She blinked and the day suddenly seemed brighter, the sun harsher.

"You gotta work today?"

Brandon, a guy from her study group, stood in front of her, waving his fingers inches from of her nose.

"Stop that!" She ordered. "You stink."

"Tell that to McDoofus. Got the smelly onion shift this week." The young man grumbled and put his hands in the pockets of his jeans. Next to him stood Phil, a young man with the near bald head of a fifty-year-old. The hair must have vanished making place for the huge amount of wisdom in his head. Calculating PI to the 248th digit just wasn't natural. And he'd only stopped, because no book or computer could validate his numeration. It was quite the conversation piece at parties.

"Who did you piss off this time?"

"No one," Brandon said a little bit too hasty and rolled his eyes. "Well, the idiot asked for it."

"Yeah, you keep saying so." Grabbing her backpack and the unread book, Cleo stood up.

"So, do you?"

"Do I what?" Her clock told her it was nearly one pm She had a little more than an hour before her syntax lecture. Time to get a salad, start the stupid essay and maybe restock her holy water in the small chapel between Hollow Oak and the university administration bureaus. Geez, when had she started putting that in her day schedule?

"Work."

"Oh... uh no."

"Great! Study group at five in the library."

He winked and, with a grimace, sniffled on his fingers. "Gotta go, wash my hands with turpentine."

A small laugh escaped her lips but it felt stiff and awkward. Like a heartburn after too much ice cream. One last time, she did a 360 degree sweep and made her way towards the canteen. Maybe she was becoming paranoid.
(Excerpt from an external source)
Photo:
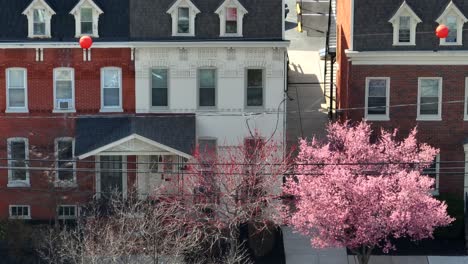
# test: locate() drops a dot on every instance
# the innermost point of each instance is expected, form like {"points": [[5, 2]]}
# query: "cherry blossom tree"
{"points": [[361, 191]]}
Or just lonely and insane. Which was pretty much the same, anyway.

oOoOo

The library, though quiet and sober and kinda awe-inspiring, gave Cleo the creeps. Bookcases covered the walls, taking away the slim chance to see daylight in the everlasting twilight. Buzzing light bulbs sent yellow flickers into the reading areas. More bookcases were arranged to create narrow corridors and niches. Sometimes she felt like entering a place where no man has gone before. Dust danced in the air, filling her lungs. Taking drinks into the library was forbidden, but most of the students did it anyway. Otherwise there would have many explainable deaths within these halls caused by spontaneous asthma attacks.
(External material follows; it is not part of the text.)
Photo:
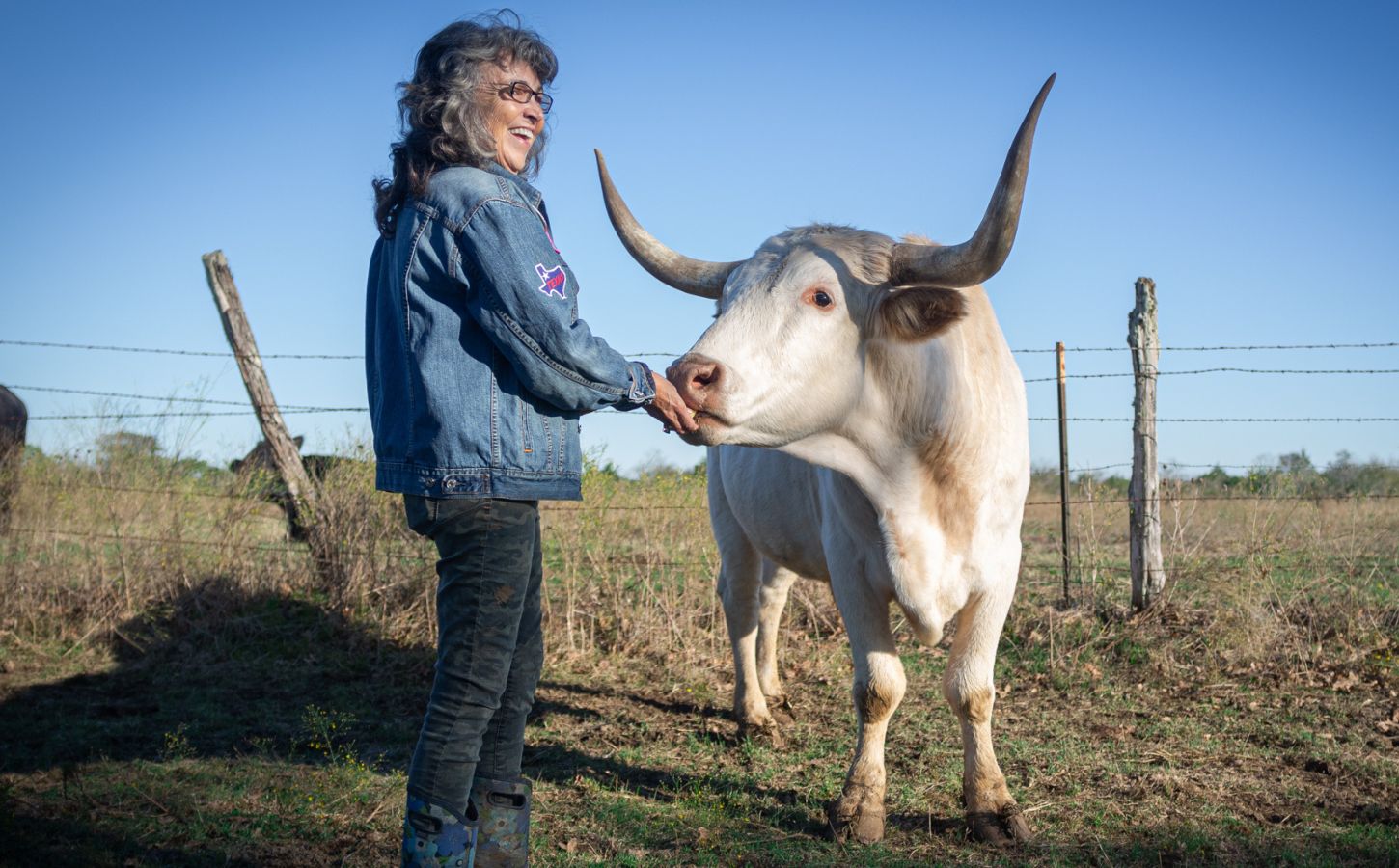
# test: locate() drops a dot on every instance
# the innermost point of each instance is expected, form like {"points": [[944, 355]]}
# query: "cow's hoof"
{"points": [[864, 824], [1004, 827], [762, 733]]}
Somehow, the silence in a library always differed from any kind of silence Cleo had encountered. It was filled with the murmur of students and the soundless whisper of the books, as if the written words had developed an unseen existence and read themselves to each other.

Still, the hollow sound of her soles was loud when she entered the main hall, leading to the numerous sections. There was Myths and Sagas, The Middle Age or the department for foreign languages. Without hesitation, she crossed the area aiming towards Linguistics. Lu was already flirting shamelessly with Brandon. All the Sex in the City episodes weren't good for her.
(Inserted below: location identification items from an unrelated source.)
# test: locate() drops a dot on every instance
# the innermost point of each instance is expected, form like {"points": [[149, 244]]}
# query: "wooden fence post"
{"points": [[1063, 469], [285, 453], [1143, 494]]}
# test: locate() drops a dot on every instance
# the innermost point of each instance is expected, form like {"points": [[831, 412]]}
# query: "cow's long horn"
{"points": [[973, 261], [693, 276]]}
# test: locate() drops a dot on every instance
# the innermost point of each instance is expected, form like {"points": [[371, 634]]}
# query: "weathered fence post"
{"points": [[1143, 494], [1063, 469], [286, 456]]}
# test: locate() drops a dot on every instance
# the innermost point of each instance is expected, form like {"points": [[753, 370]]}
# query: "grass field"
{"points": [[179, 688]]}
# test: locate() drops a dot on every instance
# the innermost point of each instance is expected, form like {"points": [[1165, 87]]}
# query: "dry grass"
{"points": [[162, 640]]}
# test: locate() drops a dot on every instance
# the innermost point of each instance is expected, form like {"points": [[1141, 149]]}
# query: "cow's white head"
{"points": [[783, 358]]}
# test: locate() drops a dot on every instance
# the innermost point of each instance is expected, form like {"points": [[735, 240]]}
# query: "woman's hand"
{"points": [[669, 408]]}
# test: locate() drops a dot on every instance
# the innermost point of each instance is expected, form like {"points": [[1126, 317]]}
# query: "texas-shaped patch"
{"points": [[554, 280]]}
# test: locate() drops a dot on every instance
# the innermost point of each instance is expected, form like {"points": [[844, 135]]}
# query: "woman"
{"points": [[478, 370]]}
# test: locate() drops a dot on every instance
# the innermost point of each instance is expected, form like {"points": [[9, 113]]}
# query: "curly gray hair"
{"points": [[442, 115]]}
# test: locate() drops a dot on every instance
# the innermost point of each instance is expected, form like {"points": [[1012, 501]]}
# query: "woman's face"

Without greeting, Cleo slumped on a creaking and anatomically lethal chair. "Where's PI?"

"Feeding his freaky head with stuff," Brandon answered and Lu giggled, as if he'd just cracked the joke of the day.

"What are we studying?"

The two shrugged their shoulders and returned to the state of staring in each other's eyes. So, no actual learning for them.

"Oookay." Did she sound pissed? No? "I'll go. Do something productive. Like drowning my disgust with a soda."

"Yeah you do that. Sounds nice."

They probably didn't even realize it when she left them alone again.

She found PI between the aisles Ecopsychology and Evolutionary Psychology and for a fleeting moment he looked like Sam. Sam without hair and a couple decades older. But his stance was the same. His bald head bent over a gigantic book that he had to hold with both hands. The world around seemed to fade away, as if he wanted to drown between the pages. No wonder he was a genius with the attitude of a man who found a cure for cancer.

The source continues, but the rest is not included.